Dealers are having a banner year, making more money per sale than they have in years and hiring back some workers shed during the recession.
"I have been adding dozens of employees for sales and sales support," said Mike Bowsher, who owns Chevrolet and Buick dealerships in Atlanta; Nashville, Tenn.; and Orlando, Fla. "The economy is crazy, but our retail business is still growing and getting better."
The Commerce Department said Wednesday that orders for autos and auto parts jumped 11.5% in July, the most in eight years. That followed an earlier government report on industrial production that showed the auto industry was the strongest segment of the manufacturing economy last month.
This kind of expansion is important to the economy. Including factories, suppliers and dealers, the U.S. auto industry employs about 1.7 million workers and supports an additional 6.3 million private-sector jobs, according to the Center for Automotive Research in Ann Arbor, Mich. The center said those positions represent more than $500 billion in annual compensation and more than $70 billion in personal tax revenue.
"Autos are certainly picking up. As we get into next year, this all depends on the state of the consumer," said Gary Schlossberg, senior economist Wells Capital Management.
Auto sales peaked at about 17 million in 2000 and held near that level until 2007 before crashing to just 10.4 million two years later. They were heading back into the 13-million range — helped by a wave of new models, low interest rates and improving consumer confidence — only to be upended by the Japanese earthquake in March.
Shutdowns at Japanese-owned factories in Japan and the United States created inventory shortages that led to sharply higher car prices, lower demand and hundreds of thousands of lost sales for dealers. But with those disruptions now in the rearview mirror, the industry is looking for sales to improve over the rest of the year.
The health of the U.S. economy is so dependent on autos that economists such as UCLA's David Shulman are watching car sales to assess whether the nation's recovery will accelerate or stall.
"If you see a 13-million-unit sales rate in the fourth quarter, that would help a lot," said Shulman, senior economist at the UCLA Anderson Forecast. "It would be very hard to see how the U.S. would go into recession with cars selling at that rate."
With their U.S. plants almost back to full production, Toyota Motor Corp. and Honda Motor Co. will be rebuilding their dealer inventories nationwide.
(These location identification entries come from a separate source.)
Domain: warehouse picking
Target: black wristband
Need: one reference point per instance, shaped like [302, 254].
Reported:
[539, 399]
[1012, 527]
They're also launching incentives and in some cases lowering prices of new models to recapture lost sales. Toyota said this week that it was slashing the price of the Camry, America's top-selling sedan, by hundreds or even thousands of dollars for some versions.
To compete, other manufacturers are expected to boost their incentives and discounts, which should help draw buyers back into showrooms.
Other factors are assisting as well.
The average age of passenger cars and light trucks in America has grown to almost 11 years as people delayed purchases during the downturn. Low-mileage used cars are in short supply.
And with the Federal Reserve signaling that it plans to keep interest rates low for several years, automakers are offering low-cost financing deals, making it easier for consumers to make a new-car payment.
This should all help to boost sales.
"The vehicles will be there. There will be a better incentive environment. Financing isn't going to cost any more. Everything is in place; it is just a question of whether consumers will be too scared to act," said Robert Schulz, an auto industry analyst with Standard & Poor's.
Lacey Plache, economist at Edmunds.com, believes U.S. light vehicle sales will reach 12.9 million this year, and that means she expects the sales pace to pick up dramatically in the coming months.
"The demand for autos is still showing strength, and buying conditions will only improve through the fall as supply grows and prices come under pressure to fall," Plache said.
Although most analysts are predicting growth, some said the auto industry and the overall economy still face significant hurdles.
Big gyrations in the stock market make consumers nervous, said Shulman, the UCLA economist. Volatility tends to have an outsized effect on high-end customers, and that could undermine the luxury car market, which typically has strong sales toward the end of the year.
A weak U.S. labor market also makes shoppers wary of big-ticket items.
But no matter how the next few months go, Shulman said, the automobile industry is healthy enough so that for once, "it won't be what puts the economy into a recession."